I want to continue to drive to my local supermarket or natural foods store and buy whatever I desire to eat. And I want to buy as much as I can from organic, sustainable sources.  Of course, if everybody ate from sustainable sources –– where cows need a hundred acres of sparse grassland and up to 2,200 gallons of water per pound of meat to get ready to be consumed by humans – that method of farming would pretty quickly become unsustainable.  No, you have to be relatively privileged to be an environmental foodie. And speaking of food, I nominate for “Hypocrite of the Year” a new “natural foods” store in Grand Junction, Colo., that sells low carbon-footprint, vacuum-sealed, organic beef -- from Peru. Aaarrrggghhh!

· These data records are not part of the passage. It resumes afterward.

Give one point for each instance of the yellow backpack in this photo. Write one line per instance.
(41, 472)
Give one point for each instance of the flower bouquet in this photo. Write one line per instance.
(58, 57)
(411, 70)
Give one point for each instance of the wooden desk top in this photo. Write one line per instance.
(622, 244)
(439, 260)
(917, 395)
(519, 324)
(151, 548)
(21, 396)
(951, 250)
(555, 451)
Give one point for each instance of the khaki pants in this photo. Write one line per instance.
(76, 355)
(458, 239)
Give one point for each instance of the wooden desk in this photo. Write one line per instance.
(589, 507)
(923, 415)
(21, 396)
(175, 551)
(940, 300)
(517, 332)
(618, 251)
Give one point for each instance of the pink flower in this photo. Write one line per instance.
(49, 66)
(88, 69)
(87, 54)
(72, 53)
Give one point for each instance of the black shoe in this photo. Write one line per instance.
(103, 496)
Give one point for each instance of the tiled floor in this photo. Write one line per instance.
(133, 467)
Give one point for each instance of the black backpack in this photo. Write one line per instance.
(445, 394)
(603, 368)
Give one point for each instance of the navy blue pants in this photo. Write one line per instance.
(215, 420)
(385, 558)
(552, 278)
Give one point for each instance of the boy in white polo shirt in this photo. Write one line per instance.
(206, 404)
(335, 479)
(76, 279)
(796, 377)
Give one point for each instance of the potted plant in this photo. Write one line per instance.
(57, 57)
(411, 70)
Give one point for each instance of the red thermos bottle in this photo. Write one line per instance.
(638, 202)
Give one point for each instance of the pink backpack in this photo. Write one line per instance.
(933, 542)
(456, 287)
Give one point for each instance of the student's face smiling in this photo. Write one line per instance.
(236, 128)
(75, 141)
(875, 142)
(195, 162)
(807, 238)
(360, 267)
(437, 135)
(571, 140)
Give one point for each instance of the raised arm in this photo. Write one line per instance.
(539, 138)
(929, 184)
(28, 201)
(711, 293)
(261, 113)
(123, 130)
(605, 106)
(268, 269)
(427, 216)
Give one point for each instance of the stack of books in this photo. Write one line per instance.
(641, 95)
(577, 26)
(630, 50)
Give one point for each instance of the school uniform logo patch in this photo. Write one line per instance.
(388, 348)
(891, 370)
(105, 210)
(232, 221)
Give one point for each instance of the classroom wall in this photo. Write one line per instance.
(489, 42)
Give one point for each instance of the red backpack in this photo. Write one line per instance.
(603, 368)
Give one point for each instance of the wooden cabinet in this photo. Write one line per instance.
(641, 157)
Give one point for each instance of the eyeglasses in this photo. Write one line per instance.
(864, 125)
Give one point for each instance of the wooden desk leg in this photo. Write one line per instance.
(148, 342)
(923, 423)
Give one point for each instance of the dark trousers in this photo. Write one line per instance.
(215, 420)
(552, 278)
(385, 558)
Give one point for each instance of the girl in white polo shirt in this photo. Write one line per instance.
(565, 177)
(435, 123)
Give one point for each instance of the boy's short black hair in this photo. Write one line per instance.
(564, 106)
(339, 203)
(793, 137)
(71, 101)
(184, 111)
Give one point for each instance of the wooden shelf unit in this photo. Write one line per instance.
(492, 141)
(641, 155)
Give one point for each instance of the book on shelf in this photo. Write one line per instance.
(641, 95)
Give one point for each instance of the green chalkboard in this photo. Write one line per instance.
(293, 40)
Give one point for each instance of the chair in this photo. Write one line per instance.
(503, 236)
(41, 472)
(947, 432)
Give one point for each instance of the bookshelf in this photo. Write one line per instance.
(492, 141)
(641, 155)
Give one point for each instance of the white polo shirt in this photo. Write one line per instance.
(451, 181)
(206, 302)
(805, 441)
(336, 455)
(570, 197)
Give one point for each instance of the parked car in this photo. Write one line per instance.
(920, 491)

I know of environmental conferences held in Palm Springs – average annual rainfall of 5 inches – a city that, according to National Public Radio, boasts 57 desert golf courses. Fifty-seven! Each one consumes about 1 million gallons of water each day. I wonder when those enviros fly in and confer, if they talk about water conservation. Or the carbon footprint of their air travel.

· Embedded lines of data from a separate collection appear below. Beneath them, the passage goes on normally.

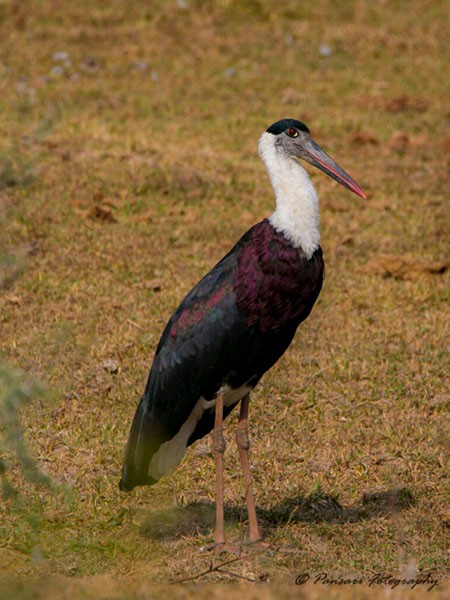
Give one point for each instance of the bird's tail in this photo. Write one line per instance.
(138, 453)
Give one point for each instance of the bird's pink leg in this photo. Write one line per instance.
(243, 444)
(218, 443)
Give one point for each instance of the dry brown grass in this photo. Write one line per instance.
(124, 176)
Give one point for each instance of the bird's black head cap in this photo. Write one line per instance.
(284, 124)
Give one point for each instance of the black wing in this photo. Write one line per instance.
(204, 345)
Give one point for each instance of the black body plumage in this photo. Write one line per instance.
(228, 331)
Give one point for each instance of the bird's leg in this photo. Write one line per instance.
(243, 444)
(218, 442)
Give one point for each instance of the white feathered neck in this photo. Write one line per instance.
(297, 211)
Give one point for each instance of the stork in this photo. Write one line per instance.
(234, 325)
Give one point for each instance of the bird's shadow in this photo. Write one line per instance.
(199, 517)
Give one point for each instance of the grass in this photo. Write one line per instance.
(125, 174)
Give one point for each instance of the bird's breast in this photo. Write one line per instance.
(275, 284)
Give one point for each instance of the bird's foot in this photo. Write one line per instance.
(237, 549)
(258, 545)
(222, 547)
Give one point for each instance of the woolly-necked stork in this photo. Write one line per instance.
(235, 324)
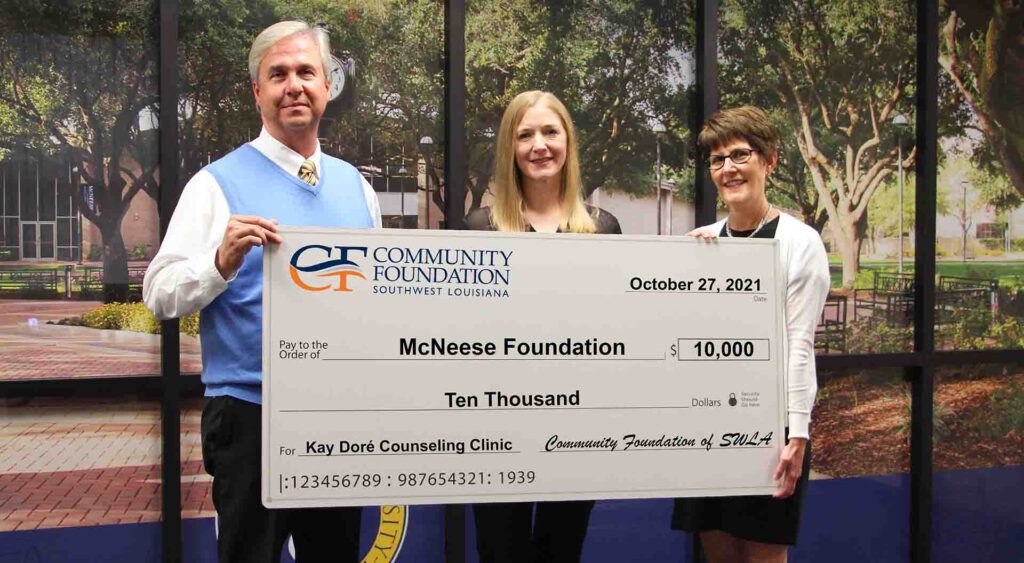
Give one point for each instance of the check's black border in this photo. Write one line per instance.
(919, 366)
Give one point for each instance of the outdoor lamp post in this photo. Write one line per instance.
(426, 145)
(965, 220)
(899, 123)
(402, 171)
(658, 129)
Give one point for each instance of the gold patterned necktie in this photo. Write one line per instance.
(307, 172)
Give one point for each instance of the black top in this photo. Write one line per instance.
(767, 231)
(604, 221)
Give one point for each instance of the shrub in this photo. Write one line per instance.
(129, 316)
(189, 325)
(991, 244)
(1006, 412)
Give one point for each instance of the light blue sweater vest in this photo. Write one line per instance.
(230, 327)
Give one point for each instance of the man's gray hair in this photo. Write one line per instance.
(270, 36)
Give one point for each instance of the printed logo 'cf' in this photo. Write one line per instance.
(329, 266)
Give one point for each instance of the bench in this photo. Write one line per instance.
(891, 297)
(829, 335)
(954, 294)
(29, 284)
(90, 282)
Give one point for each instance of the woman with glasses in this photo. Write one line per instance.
(537, 187)
(742, 149)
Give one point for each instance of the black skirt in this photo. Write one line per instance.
(758, 518)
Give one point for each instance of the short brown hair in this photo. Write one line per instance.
(748, 123)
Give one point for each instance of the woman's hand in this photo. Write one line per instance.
(702, 234)
(791, 467)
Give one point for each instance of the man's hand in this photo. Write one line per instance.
(791, 466)
(243, 232)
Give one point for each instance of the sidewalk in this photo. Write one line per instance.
(84, 463)
(31, 349)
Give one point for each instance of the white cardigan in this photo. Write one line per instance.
(805, 266)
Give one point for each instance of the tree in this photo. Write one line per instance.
(837, 73)
(619, 67)
(982, 52)
(74, 83)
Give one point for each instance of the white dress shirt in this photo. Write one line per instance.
(182, 277)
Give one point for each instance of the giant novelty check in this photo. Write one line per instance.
(429, 367)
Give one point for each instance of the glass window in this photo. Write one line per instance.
(47, 191)
(835, 79)
(979, 463)
(979, 235)
(860, 441)
(62, 109)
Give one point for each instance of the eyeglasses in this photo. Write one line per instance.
(739, 156)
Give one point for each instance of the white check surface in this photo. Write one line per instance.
(412, 387)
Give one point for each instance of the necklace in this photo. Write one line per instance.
(761, 224)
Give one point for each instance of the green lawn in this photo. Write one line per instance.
(1010, 273)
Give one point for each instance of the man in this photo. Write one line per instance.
(211, 261)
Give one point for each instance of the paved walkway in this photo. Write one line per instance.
(31, 349)
(83, 463)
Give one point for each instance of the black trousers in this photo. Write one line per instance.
(247, 531)
(504, 533)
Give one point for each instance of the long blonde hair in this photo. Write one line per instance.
(506, 212)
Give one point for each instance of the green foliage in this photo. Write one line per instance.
(139, 252)
(129, 316)
(833, 75)
(77, 80)
(866, 336)
(189, 325)
(1006, 413)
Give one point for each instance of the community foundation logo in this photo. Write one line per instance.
(403, 270)
(313, 266)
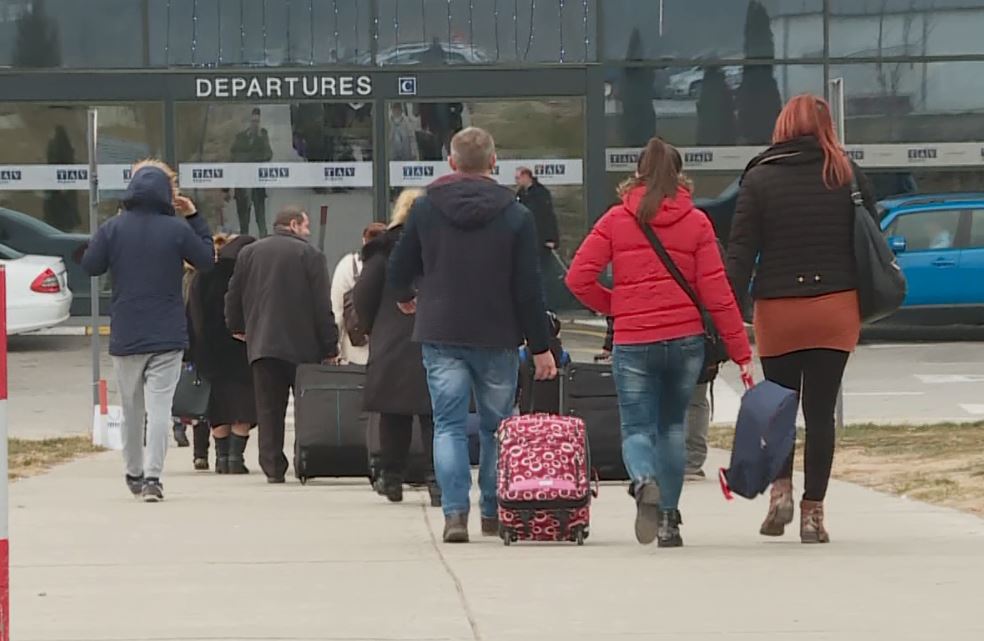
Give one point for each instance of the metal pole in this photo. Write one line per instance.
(836, 93)
(94, 286)
(323, 230)
(4, 505)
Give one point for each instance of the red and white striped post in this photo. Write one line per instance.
(4, 546)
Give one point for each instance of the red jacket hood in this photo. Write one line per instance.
(670, 211)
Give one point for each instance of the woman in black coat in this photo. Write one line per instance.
(221, 360)
(396, 383)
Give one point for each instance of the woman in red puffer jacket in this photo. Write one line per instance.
(659, 334)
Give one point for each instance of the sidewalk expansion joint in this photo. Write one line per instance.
(466, 607)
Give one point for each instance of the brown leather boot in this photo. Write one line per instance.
(780, 509)
(811, 523)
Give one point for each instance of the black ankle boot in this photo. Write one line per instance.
(222, 455)
(392, 487)
(435, 493)
(668, 534)
(237, 446)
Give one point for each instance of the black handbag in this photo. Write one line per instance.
(881, 283)
(715, 351)
(191, 396)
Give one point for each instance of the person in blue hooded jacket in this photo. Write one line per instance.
(145, 247)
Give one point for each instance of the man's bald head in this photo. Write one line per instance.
(473, 151)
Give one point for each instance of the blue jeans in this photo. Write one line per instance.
(453, 373)
(655, 383)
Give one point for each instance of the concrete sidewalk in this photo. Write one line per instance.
(233, 558)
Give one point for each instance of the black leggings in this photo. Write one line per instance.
(817, 375)
(395, 437)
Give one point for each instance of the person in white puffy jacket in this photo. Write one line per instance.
(342, 281)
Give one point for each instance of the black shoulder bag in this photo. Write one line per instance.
(881, 283)
(715, 351)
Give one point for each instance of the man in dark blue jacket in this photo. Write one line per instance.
(471, 251)
(145, 247)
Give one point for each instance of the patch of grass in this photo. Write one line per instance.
(942, 463)
(30, 458)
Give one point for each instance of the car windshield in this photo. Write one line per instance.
(8, 253)
(35, 224)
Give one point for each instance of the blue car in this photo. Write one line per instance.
(939, 242)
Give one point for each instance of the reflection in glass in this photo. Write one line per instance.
(705, 29)
(437, 32)
(894, 101)
(47, 134)
(287, 135)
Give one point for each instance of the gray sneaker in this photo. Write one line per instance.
(647, 512)
(153, 491)
(456, 528)
(135, 485)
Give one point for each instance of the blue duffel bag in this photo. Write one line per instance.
(764, 437)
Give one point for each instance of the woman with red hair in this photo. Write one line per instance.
(793, 228)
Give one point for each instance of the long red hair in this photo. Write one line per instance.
(809, 115)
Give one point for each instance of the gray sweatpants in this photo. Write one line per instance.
(147, 383)
(698, 424)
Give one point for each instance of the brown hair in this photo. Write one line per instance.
(288, 215)
(373, 230)
(401, 208)
(660, 171)
(809, 115)
(163, 166)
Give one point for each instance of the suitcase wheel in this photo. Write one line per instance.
(507, 535)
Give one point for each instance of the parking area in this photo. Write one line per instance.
(50, 382)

I wonder about the folks who moved to up-scale Bend, Ore., for its natural, mountain beauty. And then harassed and fined their neighbor, Susan Taylor, for hanging her clothes to dry rather than burning fossil fuels. Or the folks who move to Aspen to enjoy its natural splendor, and then flick a coal-burning switch to melt snow from their extended driveways.

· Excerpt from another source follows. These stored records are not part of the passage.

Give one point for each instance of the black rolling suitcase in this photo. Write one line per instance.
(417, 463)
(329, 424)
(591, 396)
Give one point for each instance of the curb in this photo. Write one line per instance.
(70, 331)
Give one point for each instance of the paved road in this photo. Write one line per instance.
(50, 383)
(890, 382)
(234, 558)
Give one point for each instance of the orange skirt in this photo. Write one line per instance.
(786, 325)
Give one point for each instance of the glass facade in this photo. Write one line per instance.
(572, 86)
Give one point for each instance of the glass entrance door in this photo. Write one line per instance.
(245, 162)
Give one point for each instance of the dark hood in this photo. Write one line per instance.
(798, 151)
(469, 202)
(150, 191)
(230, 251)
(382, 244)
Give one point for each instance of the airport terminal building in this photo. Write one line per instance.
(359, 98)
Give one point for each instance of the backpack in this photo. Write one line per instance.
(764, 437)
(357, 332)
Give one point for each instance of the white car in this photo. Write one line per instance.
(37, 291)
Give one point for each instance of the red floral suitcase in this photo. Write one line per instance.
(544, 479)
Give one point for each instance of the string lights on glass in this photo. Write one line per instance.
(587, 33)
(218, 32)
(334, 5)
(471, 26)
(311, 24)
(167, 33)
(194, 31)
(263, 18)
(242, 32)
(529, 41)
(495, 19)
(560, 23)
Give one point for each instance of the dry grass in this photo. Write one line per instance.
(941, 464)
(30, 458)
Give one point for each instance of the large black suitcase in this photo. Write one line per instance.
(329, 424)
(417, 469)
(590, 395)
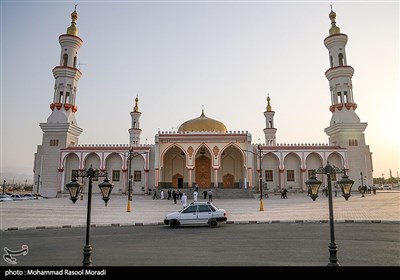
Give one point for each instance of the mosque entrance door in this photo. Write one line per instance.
(203, 172)
(177, 181)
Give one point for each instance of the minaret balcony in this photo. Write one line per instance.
(335, 40)
(339, 72)
(340, 106)
(67, 106)
(66, 72)
(68, 40)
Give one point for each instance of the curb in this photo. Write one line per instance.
(228, 223)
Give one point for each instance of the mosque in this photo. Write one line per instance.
(202, 152)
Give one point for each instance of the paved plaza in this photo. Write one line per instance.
(384, 207)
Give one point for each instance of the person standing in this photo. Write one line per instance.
(205, 194)
(184, 200)
(174, 196)
(195, 194)
(155, 194)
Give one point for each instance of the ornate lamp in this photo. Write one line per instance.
(313, 185)
(74, 189)
(106, 188)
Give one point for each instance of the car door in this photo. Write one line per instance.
(204, 214)
(189, 215)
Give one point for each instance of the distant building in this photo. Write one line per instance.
(202, 151)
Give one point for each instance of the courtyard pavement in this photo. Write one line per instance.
(384, 207)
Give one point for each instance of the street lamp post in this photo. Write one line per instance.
(345, 184)
(260, 157)
(130, 157)
(74, 188)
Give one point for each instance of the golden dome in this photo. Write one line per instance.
(202, 123)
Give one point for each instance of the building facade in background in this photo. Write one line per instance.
(202, 151)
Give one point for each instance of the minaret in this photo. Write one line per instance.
(345, 128)
(269, 130)
(135, 131)
(60, 130)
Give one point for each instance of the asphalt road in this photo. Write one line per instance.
(276, 244)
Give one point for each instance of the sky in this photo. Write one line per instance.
(181, 56)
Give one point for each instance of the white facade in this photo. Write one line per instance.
(202, 151)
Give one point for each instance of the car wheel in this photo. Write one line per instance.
(213, 223)
(174, 224)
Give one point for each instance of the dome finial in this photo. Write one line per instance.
(73, 30)
(136, 108)
(268, 104)
(334, 29)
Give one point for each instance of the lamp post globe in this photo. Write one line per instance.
(259, 147)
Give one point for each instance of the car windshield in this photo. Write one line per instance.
(190, 209)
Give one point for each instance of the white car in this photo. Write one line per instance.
(5, 197)
(196, 213)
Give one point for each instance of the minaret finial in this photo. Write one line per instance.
(73, 30)
(268, 104)
(136, 108)
(334, 29)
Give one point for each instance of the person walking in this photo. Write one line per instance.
(174, 196)
(284, 192)
(209, 195)
(184, 200)
(205, 194)
(155, 194)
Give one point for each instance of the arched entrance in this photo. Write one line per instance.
(228, 180)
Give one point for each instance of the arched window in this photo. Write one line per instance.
(341, 59)
(65, 57)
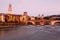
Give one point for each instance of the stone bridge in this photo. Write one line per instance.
(42, 22)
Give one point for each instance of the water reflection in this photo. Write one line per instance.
(22, 31)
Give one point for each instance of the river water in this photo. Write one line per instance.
(30, 32)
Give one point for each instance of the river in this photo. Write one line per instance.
(30, 32)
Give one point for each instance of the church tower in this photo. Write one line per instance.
(10, 9)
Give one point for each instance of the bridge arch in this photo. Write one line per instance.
(54, 22)
(32, 22)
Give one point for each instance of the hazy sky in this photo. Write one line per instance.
(33, 7)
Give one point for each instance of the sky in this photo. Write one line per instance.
(33, 7)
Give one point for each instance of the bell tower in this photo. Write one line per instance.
(10, 9)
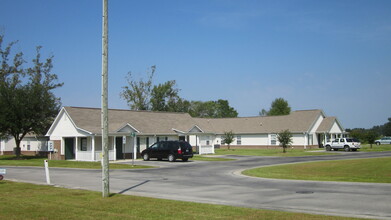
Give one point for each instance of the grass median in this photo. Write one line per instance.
(276, 152)
(373, 170)
(39, 162)
(29, 201)
(375, 148)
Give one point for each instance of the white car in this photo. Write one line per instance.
(384, 140)
(343, 143)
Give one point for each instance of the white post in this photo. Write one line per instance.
(93, 147)
(134, 148)
(47, 171)
(305, 141)
(114, 147)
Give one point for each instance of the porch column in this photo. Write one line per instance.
(93, 147)
(76, 148)
(134, 147)
(115, 149)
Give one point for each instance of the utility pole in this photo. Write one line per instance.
(104, 113)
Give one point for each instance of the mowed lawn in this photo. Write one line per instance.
(373, 170)
(29, 201)
(277, 152)
(37, 161)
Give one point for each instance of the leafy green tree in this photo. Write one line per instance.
(138, 92)
(387, 128)
(164, 97)
(279, 107)
(228, 138)
(370, 137)
(285, 139)
(27, 103)
(263, 112)
(212, 109)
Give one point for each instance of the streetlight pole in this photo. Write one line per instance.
(104, 112)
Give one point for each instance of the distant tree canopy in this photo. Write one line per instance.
(143, 95)
(27, 101)
(228, 138)
(285, 139)
(278, 107)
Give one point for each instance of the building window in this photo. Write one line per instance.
(273, 139)
(83, 144)
(238, 140)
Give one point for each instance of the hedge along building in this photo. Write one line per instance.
(31, 144)
(309, 128)
(76, 132)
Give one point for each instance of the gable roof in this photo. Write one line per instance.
(327, 124)
(145, 122)
(296, 122)
(167, 123)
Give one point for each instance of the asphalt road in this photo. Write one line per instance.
(221, 183)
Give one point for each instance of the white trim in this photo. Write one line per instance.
(56, 121)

My conservative friend is probably the most honest person among us. Me? I’m a hypocrite. But I am not without hope. We all need to look within. Look at our own actions – at what we do, not what we say. “Well done” is a much higher compliment than “Well said.”

Wayne Hare is a contributor to Writers on the Range, a service of High Country News (hcn.org) in Paonia, Colorado. He is a grouchy hypocrite who writes this from the San Juan Mountains -- which he drove to.

The Taylors
The Taylors Subscriber
Feb 11, 2014 07:31 PM
I agree with wayne, we can't totally eliminate being a hypocrite. but we can sure reduce our impact. we've never utilized a powered clothes dryer in 39 yrs of marriage, a no brainer-we live in sunny Arizona. we wouldn't play golf in Arizona at gun point, for all the water they guzzle. we eat leftovers, and when the leftovers are leftover that's why we have canines! I'm typing this rant in the "computer room" which is in the "laundry room" which is also the "freezer room" in our 1400 sq ft "hacienda". no heater used in the winter, that's what blankets are for. everyday feels like we're "camping out"! no night light on to thwart burglars, burning more energy from the grid, that's what we have canines for, and both of them are good "3 meter dogs"! we may not have a perfect low impact, but we think about what we do and what we require like wayne!
Mike Clarke
Mike Clarke
Feb 14, 2014 03:40 PM
To me, calling someone who conserves energy a hypocrite because they use energy, is like calling someone a dental hygiene hypocrite because they both brush their teeth multiple times a day and eat food.
Jennifer's Mobile MacAdam
Jennifer's Mobile MacAdam
Feb 15, 2014 08:55 AM
I'm a plant physiologist and I study pastures for cattle production. Here's an addition to your list: most of the water cows drink is returned to pastures or crop land, where the nutrients fertilize and irrigate plants and support their growth. However, one corn plant transpires away about 13 gallons of water and produces just one ear of grain corn. Maybe you should eat those great animal proteins & skip the grains.
Jerry Nolan
Jerry Nolan Subscriber
Feb 17, 2014 08:04 AM
Where you choose to live is one of the biggest conservation choices. Stewart Brand, one of the original environmentalists whose wisdom as an elder should be respected, makes a convincing argument about the choices we face today to save our environment in his book, Whole Earth Discipline: Why Dense Cities, Nuclear Power, Transgenic Crops, Restored Wildlands, and Geoengineering Are Necessary.